Exemplars are a surprisingly powerful way to attach low-overhead, high-fidelity trace context to your metrics, letting you jump from an aggregated metric to a specific transaction that caused it.
Let’s see it in action. Imagine you have a service that handles user requests, and you’re tracking the latency of these requests with a metric like http.server.request.duration. You notice this metric is showing a spike in latency, but you don’t know why. With OpenTelemetry exemplars, you can configure your SDK to automatically attach a trace ID and span ID to a subset of metric data points.
Here’s a simplified look at what a metric point with an exemplar might look like:
{
"name": "http.server.request.duration",
"value": 0.15, // 150ms
"attributes": {
"http.method": "GET",
"http.route": "/users/{id}"
},
"exemplar": {
"trace_id": "a1b2c3d4e5f67890a1b2c3d4e5f67890",
"span_id": "1234567890abcdef",
"timestamp": 1678886400000000000, // Nanoseconds
"value": 0.15 // The same value as the metric point
}
}
When you see that spike in http.server.request.duration in your metrics dashboard, you can click on the data point, and if an exemplar was captured, you’ll be presented with the trace_id and span_id. You then paste these into your tracing backend (like Jaeger, Tempo, or Honeycomb), and voilà – you’re taken directly to the specific request that was experiencing that high latency. You can see the entire trace, including the exact code path, downstream calls, and any errors that occurred during that particular transaction, all without having to sift through thousands of traces.
The core problem exemplars solve is the "noisy metric" problem. Metrics give you the what (e.g., latency is high), but not the why (e.g., which specific request caused it, and what happened during that request). Traces give you the why, but can be prohibitively expensive to collect for every single request, especially at high volumes. Exemplars bridge this gap by providing a cost-effective way to get trace context for a sample of metric observations.
Internally, the OpenTelemetry SDKs are configured to decide when to capture an exemplar. This decision is typically made probabilistically. For example, you might configure your SDK to capture an exemplar for 1% of all metric data points. When a metric is recorded, the SDK checks if it should capture an exemplar. If it decides to, it looks for the currently active trace and span context and attaches that information to the metric data point. This context is then sent along with the metric to your observability backend. The backend, if it understands OpenTelemetry exemplar format, can then use this information to link back to the trace.

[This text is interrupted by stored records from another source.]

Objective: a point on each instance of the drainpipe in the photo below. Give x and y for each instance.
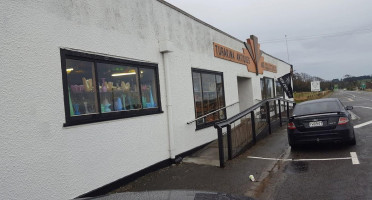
(165, 49)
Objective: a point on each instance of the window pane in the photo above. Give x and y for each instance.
(148, 88)
(221, 97)
(209, 96)
(279, 89)
(81, 87)
(198, 98)
(263, 91)
(269, 88)
(118, 87)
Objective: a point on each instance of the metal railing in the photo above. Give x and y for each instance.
(201, 117)
(243, 129)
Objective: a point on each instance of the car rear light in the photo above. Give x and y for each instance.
(291, 125)
(343, 120)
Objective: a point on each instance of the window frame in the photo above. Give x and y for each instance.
(101, 116)
(197, 70)
(276, 91)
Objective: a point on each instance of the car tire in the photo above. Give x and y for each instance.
(293, 145)
(352, 142)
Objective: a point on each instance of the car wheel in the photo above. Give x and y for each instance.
(352, 141)
(293, 145)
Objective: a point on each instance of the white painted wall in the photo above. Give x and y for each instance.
(39, 158)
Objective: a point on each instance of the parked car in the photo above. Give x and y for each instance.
(322, 120)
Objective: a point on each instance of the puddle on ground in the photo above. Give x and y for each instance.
(296, 167)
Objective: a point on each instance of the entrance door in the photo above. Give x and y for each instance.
(245, 93)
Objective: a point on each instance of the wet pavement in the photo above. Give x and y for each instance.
(281, 173)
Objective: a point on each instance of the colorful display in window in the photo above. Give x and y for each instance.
(208, 96)
(100, 88)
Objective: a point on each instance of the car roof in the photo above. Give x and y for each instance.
(319, 100)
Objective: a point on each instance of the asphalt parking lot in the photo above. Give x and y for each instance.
(327, 171)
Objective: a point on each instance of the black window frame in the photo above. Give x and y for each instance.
(276, 89)
(100, 116)
(209, 124)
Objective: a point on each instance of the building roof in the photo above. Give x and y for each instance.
(198, 20)
(210, 26)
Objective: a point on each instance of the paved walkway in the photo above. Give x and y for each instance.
(233, 179)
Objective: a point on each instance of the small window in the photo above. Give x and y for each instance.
(209, 97)
(279, 90)
(99, 88)
(267, 88)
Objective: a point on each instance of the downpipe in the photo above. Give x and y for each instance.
(168, 105)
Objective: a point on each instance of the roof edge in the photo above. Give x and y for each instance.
(198, 20)
(276, 58)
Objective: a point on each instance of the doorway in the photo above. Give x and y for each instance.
(245, 93)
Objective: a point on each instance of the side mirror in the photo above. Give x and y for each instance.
(349, 107)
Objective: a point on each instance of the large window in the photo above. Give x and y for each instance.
(99, 88)
(209, 96)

The primary levers you control are:
- Sampling Rate: How often do you want to capture an exemplar? This is a trade-off between cost/overhead and the fidelity of your trace-to-metric linkage. A common starting point is 1% or 0.1%.
- Which Metrics: You can often configure which metrics are eligible to have exemplars captured. For instance, you might only want exemplars on latency or error count metrics, not on simple counter metrics.

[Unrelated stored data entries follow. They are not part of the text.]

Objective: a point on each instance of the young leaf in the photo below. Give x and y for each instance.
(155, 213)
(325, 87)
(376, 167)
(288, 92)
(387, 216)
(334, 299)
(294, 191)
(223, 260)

- Backend Support: Your metrics and tracing backends must be configured to ingest and display exemplar data. Most modern observability platforms have this capability.
The most surprising part for many is how this probabilistic sampling interacts with metric aggregation. If you have a histogram metric and an exemplar is attached to a specific bucket (e.g., a request that took 150ms falls into the 100ms-200ms bucket), that exemplar is associated with that specific observation, not with the aggregated count for the bucket. This means when you query your backend for traces related to that bucket, you’ll get traces that fell into that bucket, not just any random trace.
The next concept you’ll likely explore is how to configure trace context propagation across service boundaries to ensure exemplars can link requests that span multiple microservices.